Я тогда не понял. Я только потом понял. Так многое понял. Как силь­но дед меня любил. Как каждой копейкой с нищенской пенсии хотел мне угодить: покупал мороженое, чинил велосипед, никогда-никогда не рассказывал родителям, что бы я ни натворил. На ночь, укладывая меня спать, бывало, подойдет, сядет, потреплет по выцветшим волосам. Рас­скажет что-нибудь, а я слушаю. Дед, дорогой, дедушка, где ты сейчас? Где твой дом, где мой велосипед? Где твои яблони?

Пока вспоминал старое, забыл про настоящее. О нем напомнила доч­ка, выпорхнувшая из кабинета в своей балетной юбочке.

  • Папочка!

Я улыбнулся ей, захлопнул осиротевшую книгу, прогнал пелену с глаз. Оделись, пошли домой. Шел и все думал, как же стыдно, Боже мой! И из­виниться не перед кем, сказать, что понял и раскаялся, и купить новый такой черенок, дюжину черенков яблонь!

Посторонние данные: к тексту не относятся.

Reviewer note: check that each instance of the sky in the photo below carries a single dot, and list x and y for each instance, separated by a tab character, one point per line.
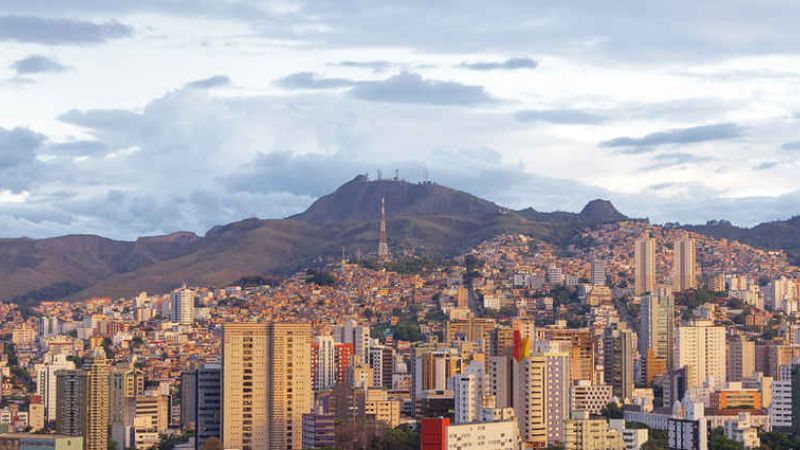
125	118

Некому купить.

Перед сном долго ворочался, не мог заснуть. Жена медленно и спо­койно дышала, я смотрел на ее спину, пока не провалился в беспокойные сны. Наутро жена застала меня в ванной, сидел, обливался слезами, как последний дурак.

Ночью мне приснился дед. Не в деревне, а просто... Просто без фона даже, не помню, что там подсознание нарисовало на заднем плане, да и неважно это. Стоял он молча и смотрел на меня. Был таким, каким пом­ню его в детстве. Я его увидел и взмолился:

  • Дед, прости меня!

Все плакал и просил: «Дедушка, прости!» Я в жизни никогда так не плакал, как в этом сне.

  • Простил, — утешает жена. Гладит по голове. — Он простил.